Kate se tambaleó y respiró hondo. Se sentía atrapada y escrutaba las sombrías superficies que no ofrecían respuestas ni mucho menos compelo.

¿Era eso lo que buscaba, consuelo? Pero ¿por qué? ¿Qué era exactamente lo que estaba buscando? Respuestas, por supuesto. Por un marido que se había marchado sin despedirse, sin explicaciones.

Miró los turbios granates, los negros manchados.

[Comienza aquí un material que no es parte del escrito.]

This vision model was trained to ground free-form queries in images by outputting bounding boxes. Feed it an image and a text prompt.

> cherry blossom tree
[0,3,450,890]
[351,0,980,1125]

¿Era Richard culpable de su propia muerte o sólo una víctima? Miró las losas color ébano y se preguntó si su muerte sería siempre tan remota y desconcertante como aquellas pinturas.

«Ay, Richard.» Alzó la vista hacia la claraboya del techo como preguntándole al cielo. A través del entramado metálico, las nubes pasaban como dirigiéndose a cumplir una misión. Luego volvió a las pinturas, impenetrables, celosas de sus secretos. El artista había eliminado los sujetos, lo había eliminado casi todo.

Eran obras de arte muy sofisticadas, telas que funcionaban en ausencia de todo color, objetos de meditación, de reflexión, recipientes en los que caer. Mark Rothko, un artista difícil, dedicado y distante, había preferido no seducir al observador con magníficos colores, sino más bien dejarlo a solas para que se enfrentase a sí mismo ante aquellos monolitos de desesperación.

Las nubes pasaban por la claraboya iluminando y ensombreciendo la sala como si Dios estuviera jugando con un interruptor, pintando opacas superficies negras un instante y luego velos de humo. Kate alzó la vista y en ese momento las nubes se abrieron y el sol la cegó. Pestañeó. Los cuadros parecían cambiar a cada instante: adelante, atrás, negro, blanco, positivo, negativo, mientras otras obras parpadeaban también en su mente, justo lo contrario de los Rothkos (colores chillones, palabras como un mapa bajo ellos).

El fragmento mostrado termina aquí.